Colleen Chiacchere-Creighton University's Magis Catholic Teacher Corps

Today’s readings invite us to examine how we act.  They are clear and descriptive and pretty intense!

The beginning of the school year is upon us here in the Midwest United States.  Perhaps because I work with a program here at Creighton that forms new Catholic school teachers, and perhaps because the air is abuzz with the beginning of the school year around here, but looking at these readings with the backdrop of the teaching profession seems to bring them to life in a new way for me.

Paul is reminding the Thessalonians about the ways in which he shared good news with them.  Not just dictating or commanding, but really putting in the effort, lovingly and patiently modeling the Word of God… “we treated each one of you as a father treats his children, exhorting and encouraging you and insisting that you walk in a manner worthy of the God who calls you into his Kingdom and glory.”  Wow!  How moving and inspiring and encouraging!  He is not just telling this new group of Christians how to live or how God is, but rather he is laboring with, alongside them, showing care, concern and mercy.  He writes about “how devoutly and justly and blamelessly we behaved toward you believers.”  Paul reminds them that the Word of God is actually at work in “you who believe.”

I invite us to picture a phenomenal classroom teacher saying this to a group of students that he or she has taught.  Perhaps the image is even of an actual teacher whom we have had in our own schooling.  Isn’t this description that Paul gives describing what an amazing teacher does?  Saint Ignatius of Loyola wrote about how he felt like God was treating him like a schoolmaster teaches a student, lovingly and patiently guiding him, not that far off from what Paul is describing here.

This first reading also beautifully demonstrates St.

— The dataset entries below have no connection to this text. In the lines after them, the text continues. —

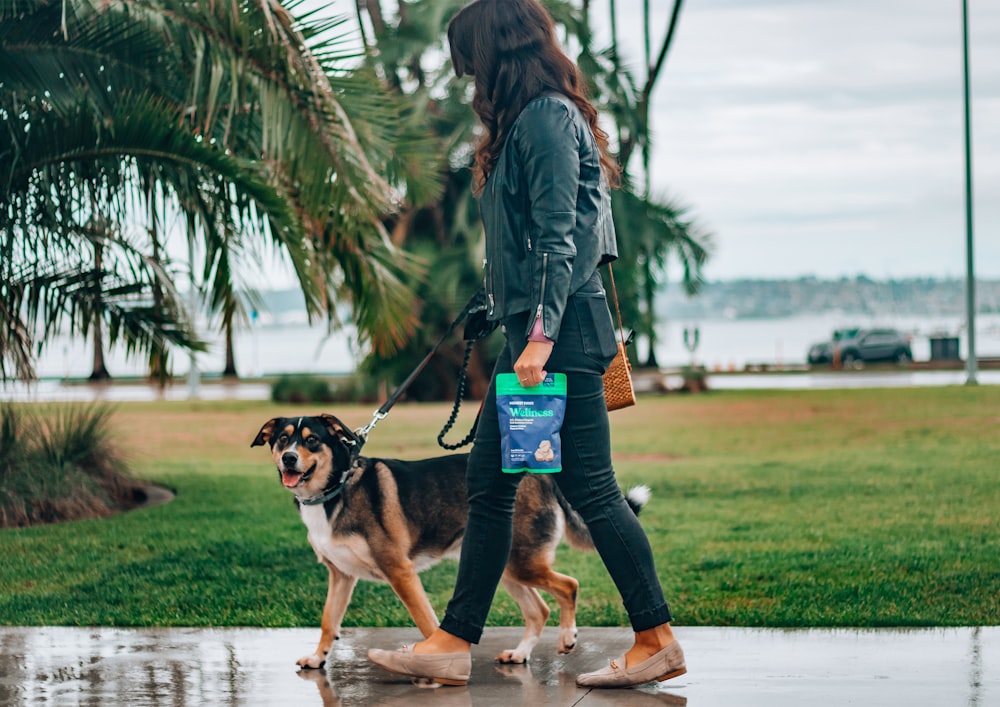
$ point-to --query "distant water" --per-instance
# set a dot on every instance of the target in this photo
(723, 344)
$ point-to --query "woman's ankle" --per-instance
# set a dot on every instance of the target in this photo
(441, 641)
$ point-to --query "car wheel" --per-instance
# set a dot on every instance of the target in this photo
(851, 360)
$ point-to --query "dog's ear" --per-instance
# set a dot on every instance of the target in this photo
(264, 436)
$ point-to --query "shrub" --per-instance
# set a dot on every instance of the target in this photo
(65, 467)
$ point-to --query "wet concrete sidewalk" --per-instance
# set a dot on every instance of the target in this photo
(727, 666)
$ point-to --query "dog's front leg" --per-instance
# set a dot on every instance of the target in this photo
(338, 595)
(406, 583)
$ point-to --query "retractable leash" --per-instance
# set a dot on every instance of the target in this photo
(477, 328)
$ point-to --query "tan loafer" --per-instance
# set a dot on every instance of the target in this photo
(668, 663)
(445, 668)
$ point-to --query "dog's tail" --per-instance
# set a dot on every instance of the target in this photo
(577, 533)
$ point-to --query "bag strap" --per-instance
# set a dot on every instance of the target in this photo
(614, 296)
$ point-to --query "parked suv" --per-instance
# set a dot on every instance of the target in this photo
(859, 346)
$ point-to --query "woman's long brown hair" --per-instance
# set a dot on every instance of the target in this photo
(510, 49)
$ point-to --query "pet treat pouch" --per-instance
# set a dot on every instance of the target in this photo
(530, 420)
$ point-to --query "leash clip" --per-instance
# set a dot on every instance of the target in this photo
(376, 417)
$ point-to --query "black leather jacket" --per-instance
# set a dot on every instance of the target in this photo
(547, 214)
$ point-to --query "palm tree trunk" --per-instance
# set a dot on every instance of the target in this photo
(99, 371)
(227, 323)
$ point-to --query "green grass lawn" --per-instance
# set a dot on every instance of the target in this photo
(773, 508)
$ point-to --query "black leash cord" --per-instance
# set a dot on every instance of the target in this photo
(459, 394)
(475, 305)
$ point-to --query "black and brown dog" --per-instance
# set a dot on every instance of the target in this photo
(388, 519)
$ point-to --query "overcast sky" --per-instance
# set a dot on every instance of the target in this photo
(823, 137)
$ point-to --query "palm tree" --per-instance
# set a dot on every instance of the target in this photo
(406, 50)
(229, 115)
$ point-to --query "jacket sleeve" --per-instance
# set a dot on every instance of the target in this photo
(548, 145)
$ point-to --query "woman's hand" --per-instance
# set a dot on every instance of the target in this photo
(530, 365)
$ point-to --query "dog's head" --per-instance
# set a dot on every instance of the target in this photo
(308, 450)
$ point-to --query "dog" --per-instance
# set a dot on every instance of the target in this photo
(389, 519)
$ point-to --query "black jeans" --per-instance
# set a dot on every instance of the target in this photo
(586, 345)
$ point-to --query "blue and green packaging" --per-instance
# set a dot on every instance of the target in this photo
(530, 420)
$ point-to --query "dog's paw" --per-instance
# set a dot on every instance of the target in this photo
(567, 641)
(311, 662)
(513, 656)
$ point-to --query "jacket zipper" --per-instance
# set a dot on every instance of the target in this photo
(541, 300)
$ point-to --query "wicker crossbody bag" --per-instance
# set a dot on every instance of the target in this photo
(618, 390)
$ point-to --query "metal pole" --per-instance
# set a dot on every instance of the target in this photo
(970, 278)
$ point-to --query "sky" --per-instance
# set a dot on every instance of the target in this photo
(824, 137)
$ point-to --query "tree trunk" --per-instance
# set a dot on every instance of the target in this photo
(99, 371)
(227, 324)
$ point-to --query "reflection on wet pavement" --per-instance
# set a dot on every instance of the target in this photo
(727, 666)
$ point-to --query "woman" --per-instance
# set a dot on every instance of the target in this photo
(542, 172)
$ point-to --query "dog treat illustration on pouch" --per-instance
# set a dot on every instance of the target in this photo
(531, 419)
(544, 452)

Ignatius’ famous line that “love ought to manifest itself in deeds rather than words” from the Spiritual Exercises.

The description in Paul’s letter in the first reading is the opposite of the legalistic scribes and Pharisees that Jesus is condemning, “which appear beautiful on the outside, but inside…are filled with hypocrisy and evildoing.” Yikes! We can imagine what that looks like.

I invite us to pray today for a way to model Paul in his ministry to the Thessalonians, using the description of the First Reading as our guide.  May we “walk in a manner worthy of the God who calls [us] into his Kingdom and glory” and through our actions, encourage others to do the same.